The icon of Covey's habits is a figure resembling an hourglass inside a circle. The lower triangle represents the three habits that comprise the private victory, that is, the move from dependence to independence. The upper triangle represents the three habits that comprise the public victory, that is, the move from independence to interdependence. The circle represents the seventh habit, which concerns continual personal renewal.
When I first saw Weinberg's first axis in Amplifying Your Effectiveness, it reminded me immediately of Covey's hourglass figure.
Weinberg's second axis also lines up with some of Covey's principles. For example, Covey's first habit concerns breaking the connection between stimulus and response. Rather than reacting to anger or fear, pause a moment to think about how the person you want to be would respond in this situation. This corresponds pretty closely to acting congruently when confused, angry, or afraid.
Another of Covey's habits, seek first to understand, then to be understood, lines up pretty well with the other items on Weinberg's second axis.
Covey sees effectiveness as based on keeping a balance between your production and your capacity to produce. The story of the goose that laid golden eggs expresses this idea. The goose's owner sought ways to obtain eggs faster than the goose could produce them, and in doing so killed the goose. Covey's habits are about building your production capacity and performing within its limits. For example, Covey's third habit, Put first things first, is exactly the advice Johanna Rothman gives in her article The Perils of Parallel Projects. To reduce context switching, she suggests picking the most important task and working on it until it's finished.

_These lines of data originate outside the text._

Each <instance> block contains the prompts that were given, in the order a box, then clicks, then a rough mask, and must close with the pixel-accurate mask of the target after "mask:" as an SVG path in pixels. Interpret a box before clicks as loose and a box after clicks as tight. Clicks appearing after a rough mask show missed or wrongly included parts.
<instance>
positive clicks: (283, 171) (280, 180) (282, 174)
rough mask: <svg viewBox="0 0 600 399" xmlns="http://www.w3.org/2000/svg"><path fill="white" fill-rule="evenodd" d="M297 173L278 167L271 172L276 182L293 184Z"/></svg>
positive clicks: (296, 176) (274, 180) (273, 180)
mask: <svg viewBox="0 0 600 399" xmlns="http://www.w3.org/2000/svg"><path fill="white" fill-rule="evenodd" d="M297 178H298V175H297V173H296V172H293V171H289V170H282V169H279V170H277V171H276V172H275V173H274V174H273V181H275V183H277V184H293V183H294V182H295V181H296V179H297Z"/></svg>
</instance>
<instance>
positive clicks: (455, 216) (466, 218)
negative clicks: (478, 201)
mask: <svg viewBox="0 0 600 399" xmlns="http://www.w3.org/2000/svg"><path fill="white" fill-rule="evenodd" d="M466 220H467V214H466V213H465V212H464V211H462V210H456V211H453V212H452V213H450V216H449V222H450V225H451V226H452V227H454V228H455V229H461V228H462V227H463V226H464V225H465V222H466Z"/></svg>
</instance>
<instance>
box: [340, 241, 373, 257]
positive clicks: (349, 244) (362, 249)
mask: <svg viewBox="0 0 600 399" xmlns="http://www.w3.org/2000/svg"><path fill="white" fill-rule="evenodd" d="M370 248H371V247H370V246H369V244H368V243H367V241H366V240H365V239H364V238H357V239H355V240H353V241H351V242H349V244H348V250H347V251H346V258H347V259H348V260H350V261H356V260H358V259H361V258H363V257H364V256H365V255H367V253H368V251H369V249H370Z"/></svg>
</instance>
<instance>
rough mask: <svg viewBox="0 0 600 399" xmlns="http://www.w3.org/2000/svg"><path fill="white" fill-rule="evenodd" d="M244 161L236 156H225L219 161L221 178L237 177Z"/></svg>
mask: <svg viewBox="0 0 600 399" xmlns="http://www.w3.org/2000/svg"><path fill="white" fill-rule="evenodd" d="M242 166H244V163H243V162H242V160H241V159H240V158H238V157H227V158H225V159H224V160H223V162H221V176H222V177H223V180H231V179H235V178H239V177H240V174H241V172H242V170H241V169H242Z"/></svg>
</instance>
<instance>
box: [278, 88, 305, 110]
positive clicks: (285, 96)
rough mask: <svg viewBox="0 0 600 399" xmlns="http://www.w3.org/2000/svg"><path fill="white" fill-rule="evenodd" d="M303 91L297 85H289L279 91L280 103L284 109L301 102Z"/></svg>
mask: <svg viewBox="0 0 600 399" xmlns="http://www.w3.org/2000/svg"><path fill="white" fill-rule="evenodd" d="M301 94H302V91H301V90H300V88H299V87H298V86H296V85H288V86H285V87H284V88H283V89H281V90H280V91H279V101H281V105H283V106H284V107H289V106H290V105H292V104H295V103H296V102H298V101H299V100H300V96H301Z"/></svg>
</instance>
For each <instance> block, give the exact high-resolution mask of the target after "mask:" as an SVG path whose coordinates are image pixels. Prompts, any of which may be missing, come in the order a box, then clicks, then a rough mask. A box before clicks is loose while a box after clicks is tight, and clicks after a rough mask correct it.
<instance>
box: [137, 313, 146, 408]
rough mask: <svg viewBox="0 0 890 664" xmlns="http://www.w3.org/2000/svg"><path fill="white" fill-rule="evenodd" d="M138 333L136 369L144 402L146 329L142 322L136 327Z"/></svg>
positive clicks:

Covey's third habit gives rise to one of the best known aspects of his book, his time management matrix. Covey characterizes tasks on two dichotomies: (important, not important) and (urgent, not urgent). This gives rise to four quadrants. Covey's time management strategy is to spend as much time as possible in quadrant II, important but not urgent. This prepares you to handle quadrant I (urgent and important) tasks efficiently and reduces the number of such tasks.
I could go on and on drawing parallels between these two books, but I'll leave the rest as an exercise for the reader.
Covey's book is an intricate interweaving of simple themes. It is a book to read and to refer to again and again. I recommend it highly.
The FranklinCovey company (www.franklincovey.com) offers workshops on the contents of the book, and many companies make these available to their employees. If you get a chance to attend one of these workshops, you should take advantage of it.